Mr. Lindberg spent decades explaining that it was his patrol, not the one captured in the famous Associated Press photograph by Joe Rosenthal, that raised the first flag as U.S. forces fought to take the Japanese island.
In the late morning of Feb. 23, 1945, Mr. Lindberg fired his flame-thrower into enemy pillboxes at the base of Mount Suribachi and then joined five other Marines fighting their way to the top. He was awarded the Silver Star for bravery.
“Two of our men found this big, long pipe there,” he said in an interview with the Associated Press in 2003. “We tied the flag to it, took it to the highest spot we could find and we raised it.
“Down below, the troops started to cheer, the ship’s whistles went off, it was just something that you would never forget,” he said. “It didn’t last too long, because the enemy started coming out of the caves.”
The moment was captured by Sgt. Lou Lowery, a photographer from the Marine Corps‘ Leatherneck magazine. It was the first time a foreign flag flew on Japanese soil, according to the book “Flags of Our Fathers,” by James Bradley with Ron Powers. Mr. Bradley’s father, Navy corpsman John Bradley, was one of the men in the famous photo of the second flag-raising.
“We thought it would be a slaughterhouse up on Suribachi,” Mr. Lindberg said in the book. “I still don’t understand why we were not attacked.”
Three of the men in the first raising never saw their photos. They were among the more than 6,800 U.S. servicemen killed in the five-week battle for the island.
By Mr. Lindberg’s account, his commander ordered the first flag replaced and safeguarded because he worried someone would take it as a souvenir. Mr. Lindberg was back in combat when six men raised the second, larger flag about four hours later.
Mr. Rosenthal, who died last year, always denied accusations that he staged the photo, and he never said it depicted the first raising of a flag over the island.

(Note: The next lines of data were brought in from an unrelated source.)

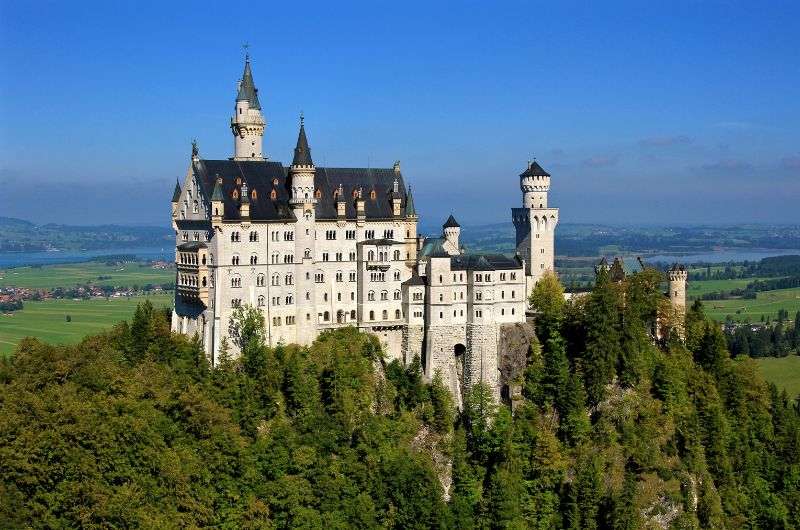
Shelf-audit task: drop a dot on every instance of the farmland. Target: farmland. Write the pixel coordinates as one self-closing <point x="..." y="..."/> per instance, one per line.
<point x="784" y="372"/>
<point x="47" y="320"/>
<point x="69" y="275"/>
<point x="765" y="304"/>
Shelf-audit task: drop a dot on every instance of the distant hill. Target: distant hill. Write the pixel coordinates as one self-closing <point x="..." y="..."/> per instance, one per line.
<point x="17" y="235"/>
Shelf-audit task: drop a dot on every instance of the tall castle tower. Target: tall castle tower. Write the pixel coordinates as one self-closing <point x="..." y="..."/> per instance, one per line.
<point x="535" y="224"/>
<point x="247" y="123"/>
<point x="303" y="201"/>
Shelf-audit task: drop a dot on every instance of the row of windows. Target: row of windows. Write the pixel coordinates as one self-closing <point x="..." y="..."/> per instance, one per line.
<point x="384" y="256"/>
<point x="276" y="300"/>
<point x="189" y="258"/>
<point x="478" y="313"/>
<point x="325" y="256"/>
<point x="195" y="237"/>
<point x="384" y="295"/>
<point x="275" y="235"/>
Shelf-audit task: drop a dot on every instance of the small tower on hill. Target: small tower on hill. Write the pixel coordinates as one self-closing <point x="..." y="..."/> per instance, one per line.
<point x="247" y="123"/>
<point x="677" y="287"/>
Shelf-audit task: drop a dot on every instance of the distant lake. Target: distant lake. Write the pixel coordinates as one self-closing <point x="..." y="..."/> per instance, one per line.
<point x="22" y="259"/>
<point x="722" y="256"/>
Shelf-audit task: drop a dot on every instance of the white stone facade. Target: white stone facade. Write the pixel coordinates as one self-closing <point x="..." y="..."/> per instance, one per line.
<point x="320" y="248"/>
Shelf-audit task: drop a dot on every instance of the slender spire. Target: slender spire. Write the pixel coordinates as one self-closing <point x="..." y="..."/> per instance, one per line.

Mr. Lindberg was shot through the arm on March 1 and evacuated.
After his discharge in January 1946, Mr. Lindberg — no relation to aviator Charles Lindbergh — went home to Grand Forks, N.D. He moved to Richfield in 1951 and became an electrician.
No one, he said, believed him when he said he raised the first flag at Iwo Jima. “I was called a liar,” he said. In 1954, he was invited to Washington for the dedication of the Marine memorial. It carried the names of the second group of flag-raisers, but not the first.
He spent his final years trying to raise awareness of the first flag-raising, speaking to veterans groups and at schools. He sold autographed copies of Sgt. Lowery’s photos through catalogs.
A back room in his neat house was filled with souvenirs of the battle, including a mural based on one of Sgt. Lowery’s photos. Prints of the photos were kept handy for visitors, and Mr. Lindberg’s Silver Star and Purple Heart were in little boxes on a side table.
The Minnesota Legislature passed a resolution in Mr. Lindberg’s honor in 1995. His face appears on a huge mural in Long Prairie of the battle for Iwo Jima, and his likeness is etched into the black granite walls of Soldiers Field in Rochester.